A complete pytorch pipeline for training, cross-validation and inference notebooks used in Kaggle competition Global Wheat Detection (May-Aug 2020)
Wheat heads were from various sources:
A few labeled images are as shown: (Blue bounding boxes)
A brief content description is provided here, for detailed descriptions check the notebook comments
-
Pre-Processing:
- Handled the noisy labels (too big/small boxes etc.)
- Stratified 5 fold split based on source -
Augmentations:
- Albumentations - RandomSizedCrop, HueSaturationValue, RandomBrightnessContrast, RandomRotate90, Flip, Cutout, ShiftScaleRotate
- Mixup - https://arxiv.org/pdf/1710.09412.pdf
2 images are mixed
- Mosaic - https://arxiv.org/pdf/2004.12432.pdf
4 images are cropped and stitched together
- Mixup-Mosaic: Combining the above two, applying mixup to 2 (top-right and bottom-left) of the 4 quarters of mosaic
-
Configurations:
- Optimizer - Adam Weight Decay (AdamW)
- LR Scheduler - ReduceLRonPleateau (initial LR = 0.0003, factor = 0.5)
- Model - EfficientDet D5 (pytorch implementation of the original tensorflow version)
- Input Size - 1024 * 1024
- Last and Best 3 checkpoints saved
-
Pre-Processing:
- Same as in [TRAIN] -
Test Time Augmentations:
- Flips and Rotate
- Color shift
- Scale (scale down with padding) -
Ensemble:
- Support for ensembling of multiple folds of the same model
- Weighted Boxes Fusion is used to ensemble final predicted boxes -
Automated Threshold Calculations:
- Confidence level threshold is calculated based on ground truth labels
- Optimal Final CV score (Metric: IoU) is obtained through this
-
Test Time Augmentations:
- Same as in [CV] -
Pseudo Labelling:
- Multi-Round Pseudo Labelling pipeline based on https://arxiv.org/pdf/1908.02983.pdf
- Implemented Cross Validation calculations at the end of each round to decide the best thresholds for Pseudo Labels in the next round
- Training pipeline same as in [TRAIN]
-
Post-Processing and Result:
- Included final bounding boxes reshaping function
(Red : Original | Blue : Altered {+5%})
- Final predictions made with ensembled combinations of TTA
Just change the directories according to your environment.
Google Colab deployed versions are available for
[TRAIN]
[CV]
In case of any deprecation issues/warnings in future, use the modules available in Resources folder.
Acknowledging the shortcomings is the first step for progress.
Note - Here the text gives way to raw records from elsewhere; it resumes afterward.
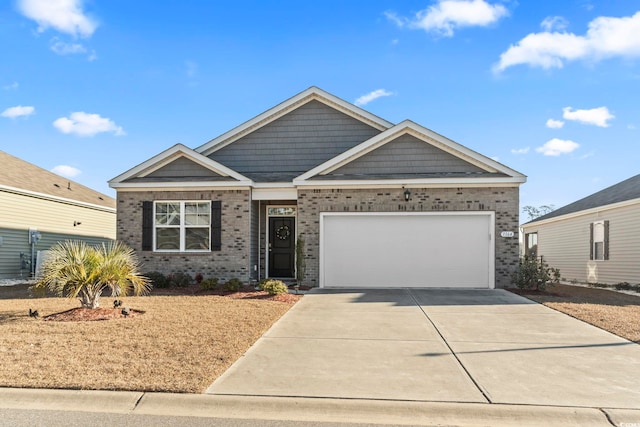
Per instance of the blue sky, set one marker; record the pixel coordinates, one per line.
(90, 89)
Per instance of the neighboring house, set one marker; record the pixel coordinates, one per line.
(377, 204)
(40, 208)
(593, 240)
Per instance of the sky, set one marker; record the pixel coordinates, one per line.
(90, 89)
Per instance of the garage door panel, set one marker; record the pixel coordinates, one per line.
(423, 250)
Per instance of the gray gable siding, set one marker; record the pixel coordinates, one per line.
(407, 155)
(181, 169)
(295, 143)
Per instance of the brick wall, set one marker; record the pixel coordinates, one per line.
(503, 201)
(232, 260)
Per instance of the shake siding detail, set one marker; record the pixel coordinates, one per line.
(296, 142)
(409, 155)
(181, 168)
(564, 243)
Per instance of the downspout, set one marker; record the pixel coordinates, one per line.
(258, 237)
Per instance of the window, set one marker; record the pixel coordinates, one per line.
(599, 250)
(182, 226)
(531, 244)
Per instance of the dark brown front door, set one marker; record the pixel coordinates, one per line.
(281, 246)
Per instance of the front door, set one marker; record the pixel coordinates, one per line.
(281, 246)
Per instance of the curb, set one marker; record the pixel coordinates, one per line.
(306, 409)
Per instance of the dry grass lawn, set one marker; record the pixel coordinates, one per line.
(615, 312)
(180, 344)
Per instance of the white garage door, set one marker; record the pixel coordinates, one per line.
(448, 250)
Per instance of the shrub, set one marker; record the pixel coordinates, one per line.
(275, 287)
(158, 279)
(199, 278)
(232, 285)
(532, 273)
(179, 279)
(209, 284)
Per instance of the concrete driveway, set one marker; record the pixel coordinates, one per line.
(431, 345)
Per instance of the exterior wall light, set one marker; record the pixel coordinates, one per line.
(407, 194)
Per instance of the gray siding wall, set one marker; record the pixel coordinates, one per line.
(232, 261)
(255, 239)
(565, 244)
(296, 142)
(407, 155)
(503, 201)
(16, 241)
(181, 169)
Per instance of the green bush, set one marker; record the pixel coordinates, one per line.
(232, 285)
(274, 287)
(158, 280)
(534, 273)
(179, 279)
(209, 284)
(626, 286)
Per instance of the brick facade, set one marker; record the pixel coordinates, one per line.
(233, 260)
(504, 201)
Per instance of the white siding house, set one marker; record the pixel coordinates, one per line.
(40, 208)
(593, 240)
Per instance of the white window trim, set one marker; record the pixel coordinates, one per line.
(182, 226)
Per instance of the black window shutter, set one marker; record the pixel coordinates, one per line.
(606, 240)
(591, 241)
(216, 225)
(147, 226)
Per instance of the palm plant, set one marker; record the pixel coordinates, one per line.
(76, 270)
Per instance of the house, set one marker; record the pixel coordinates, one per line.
(593, 240)
(377, 204)
(40, 208)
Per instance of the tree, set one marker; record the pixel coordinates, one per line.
(77, 270)
(535, 212)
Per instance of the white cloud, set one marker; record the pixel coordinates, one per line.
(554, 124)
(556, 147)
(448, 15)
(371, 96)
(62, 48)
(84, 124)
(606, 37)
(551, 23)
(65, 16)
(65, 170)
(596, 116)
(524, 150)
(18, 111)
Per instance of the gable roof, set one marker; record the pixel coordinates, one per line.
(147, 173)
(18, 176)
(310, 94)
(472, 166)
(626, 190)
(290, 145)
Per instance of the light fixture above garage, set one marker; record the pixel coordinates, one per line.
(407, 194)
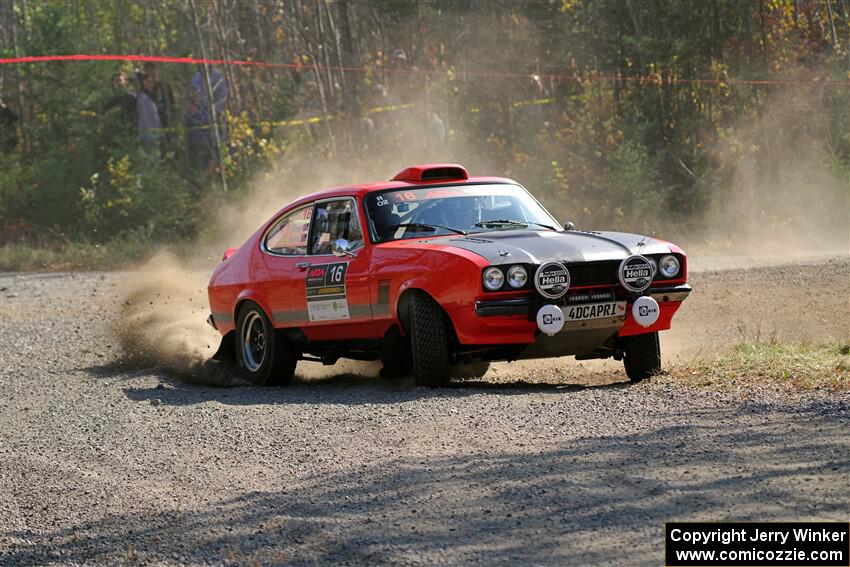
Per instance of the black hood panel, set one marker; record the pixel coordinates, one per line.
(536, 247)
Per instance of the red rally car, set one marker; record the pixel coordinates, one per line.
(438, 274)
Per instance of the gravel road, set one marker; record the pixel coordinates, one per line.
(555, 463)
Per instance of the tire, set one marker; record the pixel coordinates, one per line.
(471, 370)
(642, 356)
(429, 340)
(263, 356)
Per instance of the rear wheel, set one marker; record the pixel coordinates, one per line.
(264, 357)
(429, 340)
(642, 356)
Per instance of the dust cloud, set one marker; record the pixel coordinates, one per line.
(789, 194)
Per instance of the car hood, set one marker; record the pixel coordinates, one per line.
(536, 247)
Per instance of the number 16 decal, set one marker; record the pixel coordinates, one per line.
(327, 297)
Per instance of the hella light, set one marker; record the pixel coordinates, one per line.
(517, 277)
(669, 266)
(493, 278)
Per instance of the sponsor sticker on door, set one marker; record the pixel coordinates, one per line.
(327, 298)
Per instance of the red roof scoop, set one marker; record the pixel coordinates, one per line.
(432, 172)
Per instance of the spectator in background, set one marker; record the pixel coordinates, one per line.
(200, 136)
(8, 128)
(161, 95)
(149, 124)
(124, 98)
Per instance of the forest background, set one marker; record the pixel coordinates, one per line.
(718, 123)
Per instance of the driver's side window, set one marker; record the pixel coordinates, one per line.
(335, 223)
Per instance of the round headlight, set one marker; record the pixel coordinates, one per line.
(493, 278)
(669, 266)
(517, 277)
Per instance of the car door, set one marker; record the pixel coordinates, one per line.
(281, 272)
(336, 285)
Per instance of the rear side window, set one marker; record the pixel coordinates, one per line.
(336, 223)
(289, 235)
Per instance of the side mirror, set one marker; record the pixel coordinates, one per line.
(341, 248)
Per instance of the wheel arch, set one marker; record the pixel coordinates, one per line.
(245, 297)
(403, 309)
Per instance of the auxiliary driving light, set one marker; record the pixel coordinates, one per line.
(669, 266)
(493, 278)
(517, 277)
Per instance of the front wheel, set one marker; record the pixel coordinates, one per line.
(264, 357)
(429, 341)
(642, 356)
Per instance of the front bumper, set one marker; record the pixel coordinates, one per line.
(508, 320)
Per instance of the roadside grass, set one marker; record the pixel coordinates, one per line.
(63, 256)
(796, 365)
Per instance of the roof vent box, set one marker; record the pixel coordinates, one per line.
(432, 172)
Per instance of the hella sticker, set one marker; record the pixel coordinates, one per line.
(552, 280)
(636, 273)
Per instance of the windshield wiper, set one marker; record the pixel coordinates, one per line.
(421, 227)
(512, 223)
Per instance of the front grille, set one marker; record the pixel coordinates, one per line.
(594, 273)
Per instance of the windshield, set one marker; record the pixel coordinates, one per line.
(429, 211)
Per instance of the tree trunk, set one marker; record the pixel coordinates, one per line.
(212, 114)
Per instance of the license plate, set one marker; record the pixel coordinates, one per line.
(587, 311)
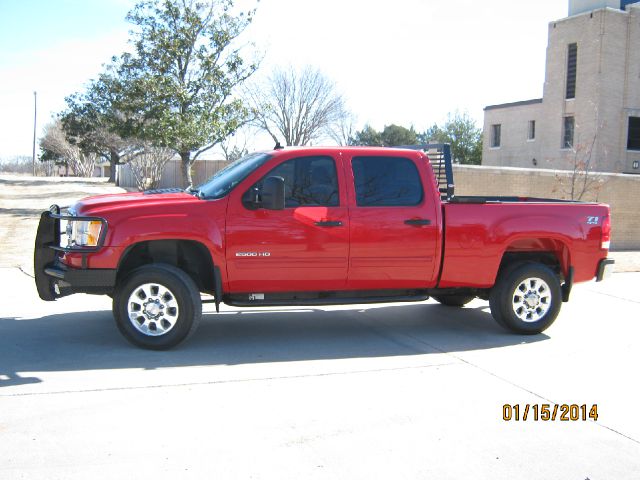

Thus, listing the possible improvements that could've made my Model better:
- Ensemble Multi-Model/Fold predictions for Pseudo Labels, currently single model is used to make pseudo labels. Would've made the model more robust to noise too.
- GAN or Style Transfer could've been used to produce more similar labeled images from the current train images for better generalization.
- Relabeling of noisy labels using multi-folds. (Tried but failed)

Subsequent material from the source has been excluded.